GEAPRESS – Non solo fauna selvatica. Come già è capitato in altre occasioni i Carabinieri hanno rinvenuto e sequestrato anche uccelli d’allevamento. Canarini e pappagallini in particolare. Il sequestro ha riguardato due persone, un venditore di fauna selvatica ed un’altro di avifauna allevata. Tutti e due, fianco a fianco esponevano per la vendita nel mercato di Ballarò, a Palermo.

Il detentore dei sette cardellini è stato denunciato per maltrattamento di animali e detenzione illegale di fringillidi, mentre la persona che vendeva canarini e pappagallini dovrà pagare una sanzione di 309 euro per vendita senza licenza.

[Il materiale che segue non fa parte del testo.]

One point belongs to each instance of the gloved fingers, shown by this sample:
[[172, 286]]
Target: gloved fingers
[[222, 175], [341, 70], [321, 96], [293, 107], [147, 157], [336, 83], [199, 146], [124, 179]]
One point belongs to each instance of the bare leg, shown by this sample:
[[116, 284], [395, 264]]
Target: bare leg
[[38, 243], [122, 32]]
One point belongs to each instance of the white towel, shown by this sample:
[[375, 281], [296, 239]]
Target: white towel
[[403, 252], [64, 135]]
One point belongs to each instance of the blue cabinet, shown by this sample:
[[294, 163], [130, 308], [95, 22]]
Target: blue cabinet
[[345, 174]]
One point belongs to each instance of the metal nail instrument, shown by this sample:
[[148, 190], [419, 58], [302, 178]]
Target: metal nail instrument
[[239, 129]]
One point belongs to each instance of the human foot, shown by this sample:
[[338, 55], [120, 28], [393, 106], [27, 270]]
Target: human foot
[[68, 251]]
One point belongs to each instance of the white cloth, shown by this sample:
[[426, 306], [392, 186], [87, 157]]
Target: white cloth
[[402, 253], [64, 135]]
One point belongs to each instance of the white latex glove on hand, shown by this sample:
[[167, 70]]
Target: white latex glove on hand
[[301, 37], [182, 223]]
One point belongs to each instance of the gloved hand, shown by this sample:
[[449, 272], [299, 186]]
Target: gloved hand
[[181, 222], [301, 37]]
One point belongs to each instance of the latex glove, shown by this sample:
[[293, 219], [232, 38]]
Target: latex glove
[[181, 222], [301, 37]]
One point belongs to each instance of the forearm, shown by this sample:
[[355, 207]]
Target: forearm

Ad intervenire nel mercato storico palermitano i Carabinieri della Stazione di Porta Montalto. Si trovavano nei luoghi nel corso di uno specifico controllo del territorio riscontrando, ancora una volta, il perpetrarsi del mercato illegale di fauna selvatica. Si tratta di un fenomeno grave, sia per il danno alla natura che per il benessere degli animali. A ciò deve però aggiungersi anche lo sfregio con il quale i bracconeri espongono e vendono in pubblica via quello che è a tutti gli effetti un furto al patrimonio indisponibile dello Stato.

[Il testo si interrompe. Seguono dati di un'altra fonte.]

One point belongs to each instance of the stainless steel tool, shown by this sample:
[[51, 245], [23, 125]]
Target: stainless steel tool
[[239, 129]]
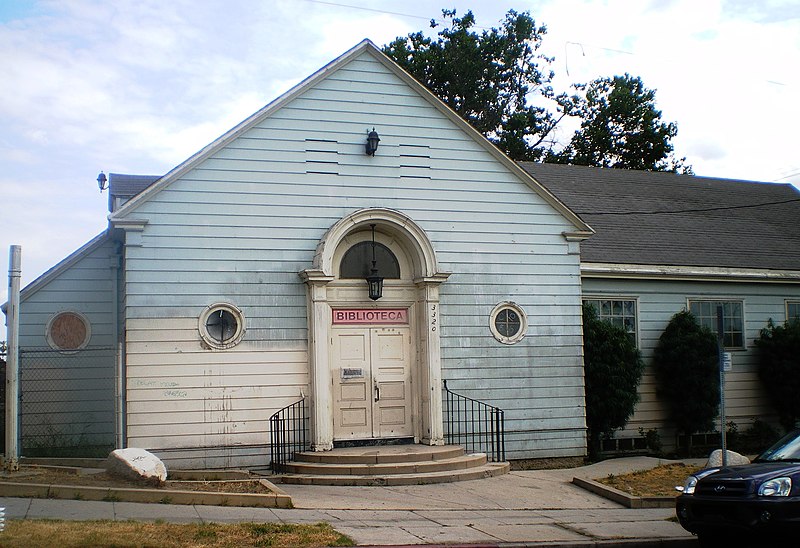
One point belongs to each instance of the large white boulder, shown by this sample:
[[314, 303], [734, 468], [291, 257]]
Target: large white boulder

Recentemente le sezioni cittadine di LIPU, WWF e Legambiente avevano scritto al Prefetto ed alle massime autorità di Polizia della città di Palermo, tornando a sottolineare quello che è ormai un caso quasi unico nel panorama italiano. L’altro grande mercato illegale di fauna selvatica, ovvero quello di Napoli che si tiene a Sant’Erasmo, è ormai fortemente ridimensionato grazie ai continui inteventi delle Forze dell’Ordine e delle Guardie delle Associazioni protezionistiche. (GEAPRESS – Riproduzione vietata senza citare la fonte).